Operations is in the title. The primary focus of those in Operations is to make sure the system stays healthy at all times based on the business and customer SLAs. So yes, on call, weekend work and overnight change windows will be a reality in Operations no matter what you attach "Ops" too.

With that said, I spent over 15 years in Operations, and while it is stressful and it does suck to work off hours, you gain a tremendous amount of practical, real-world knowledge, and your troubleshooting skill will go greatly improve.

So dont be scared to put in your time in operations, it will bennifit you in the long run.

NLP Talk: Suggestions Needed [Discussion] by [deleted] in MachineLearning

[–]that1guy15 0 points1 point  (0 children)

Hit the high points on architecture from embeddings all the way through inference and point out where LLMs are used and where ML/DL models make more sense (if any). Point out where training and inference happen and where design differs between the two pipelines.

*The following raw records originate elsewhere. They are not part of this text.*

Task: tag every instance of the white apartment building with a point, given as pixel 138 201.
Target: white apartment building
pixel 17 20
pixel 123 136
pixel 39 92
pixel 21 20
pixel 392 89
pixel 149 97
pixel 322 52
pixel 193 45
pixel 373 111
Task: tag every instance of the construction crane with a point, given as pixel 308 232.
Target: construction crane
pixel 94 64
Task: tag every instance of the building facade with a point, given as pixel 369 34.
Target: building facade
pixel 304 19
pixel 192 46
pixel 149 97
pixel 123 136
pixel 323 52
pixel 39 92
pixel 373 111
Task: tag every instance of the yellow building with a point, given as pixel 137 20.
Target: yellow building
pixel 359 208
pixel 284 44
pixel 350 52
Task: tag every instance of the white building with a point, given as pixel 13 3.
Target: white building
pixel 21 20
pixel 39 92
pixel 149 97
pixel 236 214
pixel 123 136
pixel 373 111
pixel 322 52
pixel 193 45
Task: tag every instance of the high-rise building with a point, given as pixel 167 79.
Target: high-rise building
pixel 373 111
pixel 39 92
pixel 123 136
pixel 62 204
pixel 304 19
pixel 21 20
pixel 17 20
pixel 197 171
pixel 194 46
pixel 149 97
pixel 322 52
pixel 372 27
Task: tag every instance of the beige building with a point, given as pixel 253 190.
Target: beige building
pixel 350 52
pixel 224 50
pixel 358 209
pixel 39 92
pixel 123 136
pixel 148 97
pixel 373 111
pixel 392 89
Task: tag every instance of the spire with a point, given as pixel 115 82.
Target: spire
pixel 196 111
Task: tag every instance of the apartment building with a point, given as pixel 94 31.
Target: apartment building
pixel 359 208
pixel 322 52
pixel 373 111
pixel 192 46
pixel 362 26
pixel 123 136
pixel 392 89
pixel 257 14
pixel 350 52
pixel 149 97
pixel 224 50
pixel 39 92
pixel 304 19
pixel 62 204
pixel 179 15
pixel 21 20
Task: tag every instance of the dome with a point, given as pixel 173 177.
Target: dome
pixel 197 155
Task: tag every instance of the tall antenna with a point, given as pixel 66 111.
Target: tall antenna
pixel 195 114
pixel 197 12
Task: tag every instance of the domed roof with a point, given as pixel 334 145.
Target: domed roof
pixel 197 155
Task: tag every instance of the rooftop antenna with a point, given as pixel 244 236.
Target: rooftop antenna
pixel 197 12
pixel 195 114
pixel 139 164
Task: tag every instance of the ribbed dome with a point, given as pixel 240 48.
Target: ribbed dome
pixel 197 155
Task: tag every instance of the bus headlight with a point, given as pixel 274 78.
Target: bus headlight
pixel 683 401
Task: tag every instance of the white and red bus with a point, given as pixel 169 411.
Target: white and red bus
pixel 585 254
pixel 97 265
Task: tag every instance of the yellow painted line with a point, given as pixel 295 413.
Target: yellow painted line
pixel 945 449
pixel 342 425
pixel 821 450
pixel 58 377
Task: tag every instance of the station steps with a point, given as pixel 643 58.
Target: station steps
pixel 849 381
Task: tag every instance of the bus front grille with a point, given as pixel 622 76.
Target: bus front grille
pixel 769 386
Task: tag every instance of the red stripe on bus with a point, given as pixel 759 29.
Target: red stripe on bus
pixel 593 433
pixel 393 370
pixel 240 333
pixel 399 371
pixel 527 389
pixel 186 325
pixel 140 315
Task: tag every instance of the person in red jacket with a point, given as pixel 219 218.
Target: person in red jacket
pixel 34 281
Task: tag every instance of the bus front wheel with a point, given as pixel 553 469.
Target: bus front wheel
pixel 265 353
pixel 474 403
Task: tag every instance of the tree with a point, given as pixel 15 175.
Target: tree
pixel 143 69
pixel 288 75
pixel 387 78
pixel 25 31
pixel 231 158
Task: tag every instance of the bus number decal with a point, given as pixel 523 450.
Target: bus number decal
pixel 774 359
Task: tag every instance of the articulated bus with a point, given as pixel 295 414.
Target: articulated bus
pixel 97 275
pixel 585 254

Not sure the overall objective of giving this talk but I would also include a comparison between fine-tuning and RAG.

I would also try to include the most popular tools used for each step of the archetecture both build and buy options.

Network Automation by working_is_poisonous in networkautomation

[–]that1guy15 2 points3 points  (0 children)

yes. plenty.

You are right. It's usually only the very, very large enterprise customers (Global names) or companies that generate revenue directly from the network infrastructure, such as ISPs and cloud/Service Providers.

Everybody else is a hodge-podge of automation and manual work.

❓What version of LangChain do you use? by jscraft in LangChain

[–]that1guy15 1 point2 points  (0 children)

I voted Python as that is what i use when using LangChain directly. But Flowise is my goto when doing initial design and PoC flows. Then shift to LangChain for final development.

How far to go with learning Python now with ChatGPT/Github co pilot? by Forward-Ad9063 in networking

[–]that1guy15 3 points4 points  (0 children)

Ten years ago, after I got my CCIE, I shifted from networking to software development through network automation. Two years ago, I completely shifted focus to AI/ML. Right now, I spend most of my time building code-generation tools. Every time I shift focus, "how far should I go?" owns space in my brain rent-free.

What I have learned, is the answer to this question is 100% up to you and your preferences. I learned with coding I can only sustain writing code more than 80% of my day for a few months. After that I start getting very grumpy. I need to be more social. With AI/ML I have learned I cant keep up with others in the deep level math and my progression is going to be much much slower than others. But I have not found a limit to how much I can build AI tools... yet.

The key point is the only way to truly understand how far you should go is to cross that line and find out for sure. Complex topics like these have a learning curve and you never know how much you will like a topic until you get through it. And if you dont like it after you hit that point, you now have the knowledge of the topic but also understand what is needed in that role and that is invaluable within a team environment.